C'est là qu’intervient une seconde approche qui consiste à se servir des caractéristiques de la technologie et de sa valeur ajoutée pour créer de nouveaux cas d’usage, insoupçonnés jusqu'alors.

C’est le cas avec la traçabilité augmentée, qui permet non seulement d’améliorer des processus existant notamment dans des secteurs lourds en formalités comme la supply chain, mais qui ouvre aussi de nouvelles possibilités. Le potentiel synergique entre la blockchain et l'IoT est à ce titre particulièrement intéressant puisqu’il permet aux objets d’interagir et de se payer entre eux de manière sécurisée. Ainsi, une machine à café connectée, anticipant une rupture de dosettes, pourrait directement commander via micro-paiement un nouveau stock auprès du système du fournisseur. Ce dernier se chargerait alors de préparer la commande et d’envoyer la facture à la machine à café, sans intervention humaine et de manière sécurisée.

Un autre cas d'usage prometteur réside dans l’identité auto-souveraine qui permet d'authentifier les données personnelles via la blockchain. Cette innovation permet à chaque individu de disposer d’une identité digitale et leur donne un meilleur contrôle sur leurs données personnelles, tout en facilitant leurs interactions avec les organisations. Dans ce cadre, une technologie comme le Zero Knowledge Proof permet de s’authentifier en tant qu’individu sans avoir à révéler son nom ou à donner son mot de passe.

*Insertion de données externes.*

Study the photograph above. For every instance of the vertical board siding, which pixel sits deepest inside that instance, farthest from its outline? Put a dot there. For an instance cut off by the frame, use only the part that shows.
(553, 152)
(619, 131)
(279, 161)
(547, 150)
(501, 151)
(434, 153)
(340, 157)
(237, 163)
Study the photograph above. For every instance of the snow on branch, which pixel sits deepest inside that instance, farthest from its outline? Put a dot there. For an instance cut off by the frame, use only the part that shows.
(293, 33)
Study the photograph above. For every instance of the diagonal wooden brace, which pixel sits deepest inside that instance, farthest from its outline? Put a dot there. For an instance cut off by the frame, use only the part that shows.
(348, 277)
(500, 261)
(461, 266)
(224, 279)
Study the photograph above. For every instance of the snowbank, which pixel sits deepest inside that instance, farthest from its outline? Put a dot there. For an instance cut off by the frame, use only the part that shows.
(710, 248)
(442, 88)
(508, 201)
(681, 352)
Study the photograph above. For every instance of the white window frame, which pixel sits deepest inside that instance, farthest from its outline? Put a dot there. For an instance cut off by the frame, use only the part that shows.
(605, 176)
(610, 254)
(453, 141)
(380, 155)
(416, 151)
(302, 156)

Aujourd'hui, dans les secteurs les plus matures, la période d’expérimentation de la blockchain touche à sa fin et les acteurs se préparent à l'industrialisation. Si certains freins organisationnels et politiques restent encore à surmonter, les caractéristiques spécifiques à la blockchain sont devenues indissociables de l’évolution d’une société en quête de confiance, de souveraineté des données et de traçabilité. Au-delà de l’optimisation de l’existant, la blockchain peut donner lieu à des innovations vraiment fortes et porteuses de sens qui ne demandent qu'à être industrialisées. La place des acteurs de demain n’est pas encore déterminée et ce sont les entreprises visionnaires en capacité d’apporter une valeur différenciante qui constitueront les futurs écosystèmes.